While it is evocative, the Muslim terrorist vs Christian fundamentalist comparison is equivalent to comparing a speck of dust to the moon since they can both be mistaken for round things and both are bumpy. While I admit this, there are some notable differences, such as the orbiting and light reflecting quality of one we all enjoy and the mite association we do not so much appreciate in the other. If you reach far enough, all things are comparable. A better comparison would have been a liberal, such as myself, who rails against Republicans as a group, which I sometimes do. To me that often seems bigoted, even though I am often guilty of this form of bigotry myself. If Christianity were a political party, it would be a conservative party with a predictable and objectionable agenda. Again, I mean no disrespect to any specific Christian or to the memory of Christ. There are lots of very open-minded, intellectual Christians and you do not have to borrow Diogenes’ lamp to find them. You do, however, have to stumble past the Christian majority.
There is some good news in all of this, though. I do not find Jesus to be intolerant or hateful. I believe that what he has come to represent is the best Christianity or Judaism has to offer. I in no way hold him accountable for the attitude of fundamentalist Christians, as he was not a Christian and I summarily reject guilt by association. I believe his recklessness arrogance was rewarded in the end. It is a shame he did not live to see the fulfillment of his dream, the religion created around his legend after his death. I think it is what he wanted most, and though it may not have seemed so at the time, his father did not forsake him.

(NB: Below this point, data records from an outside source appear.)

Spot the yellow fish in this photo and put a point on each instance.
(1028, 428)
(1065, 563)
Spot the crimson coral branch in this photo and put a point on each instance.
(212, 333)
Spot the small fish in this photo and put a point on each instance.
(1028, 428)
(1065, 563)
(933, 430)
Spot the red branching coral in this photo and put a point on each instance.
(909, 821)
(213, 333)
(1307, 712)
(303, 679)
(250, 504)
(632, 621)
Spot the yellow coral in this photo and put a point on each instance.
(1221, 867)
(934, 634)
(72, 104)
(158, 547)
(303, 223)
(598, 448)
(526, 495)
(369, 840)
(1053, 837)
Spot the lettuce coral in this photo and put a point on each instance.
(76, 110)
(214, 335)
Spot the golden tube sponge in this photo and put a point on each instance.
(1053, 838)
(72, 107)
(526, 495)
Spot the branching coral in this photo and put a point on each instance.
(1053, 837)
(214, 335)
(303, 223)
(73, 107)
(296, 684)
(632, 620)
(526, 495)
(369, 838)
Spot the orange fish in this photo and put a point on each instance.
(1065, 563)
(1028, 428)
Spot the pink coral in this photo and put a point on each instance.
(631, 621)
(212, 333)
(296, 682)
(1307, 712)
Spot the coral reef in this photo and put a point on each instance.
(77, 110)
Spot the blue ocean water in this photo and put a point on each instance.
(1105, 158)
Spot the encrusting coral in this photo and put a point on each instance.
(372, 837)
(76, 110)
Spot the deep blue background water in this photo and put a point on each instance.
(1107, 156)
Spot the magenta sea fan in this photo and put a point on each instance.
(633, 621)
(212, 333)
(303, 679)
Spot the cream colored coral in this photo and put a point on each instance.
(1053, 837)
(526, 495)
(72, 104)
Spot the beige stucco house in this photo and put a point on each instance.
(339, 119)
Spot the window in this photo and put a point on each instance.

I know I sound anti-Christian. I often do when I write because I am usually answering a Christian with whom I disagree. I actually have no real issue with Christianity. I enjoy the philosophical game it creates and I am glad our nation was built upon it. I disagree with 90% of what fundamentalists think and probably about 70% of what more rational Christians believe. The 10-30% of what’s left pays for itself.
A Dedicated Christian Advocate,
Slant Right's John Houk scrambles his thoughts again. He wants net neutrality, requiring government intervention, but wants it without government. Got it so far. He wraps up with an aside. The "left" controls mainstream media, and engages in a plot to stamp out conservative freedom of speech. What a guy.
James Wigderson declares the latest mass transit idea in Wisconsin DOA. And he makes the case. I like many conservatives. And I like talented, intelligent writers. Hard to take it when the both sides combine into one. Sigh. Well reasoned presentation.
- Jack Jodell, friend of the working blogger, at THE SATURDAY AFTERNOON POST is having a very discouraged day.
Have a safe weekend. Pray for those struggling against financial devastation. Pray for our troops.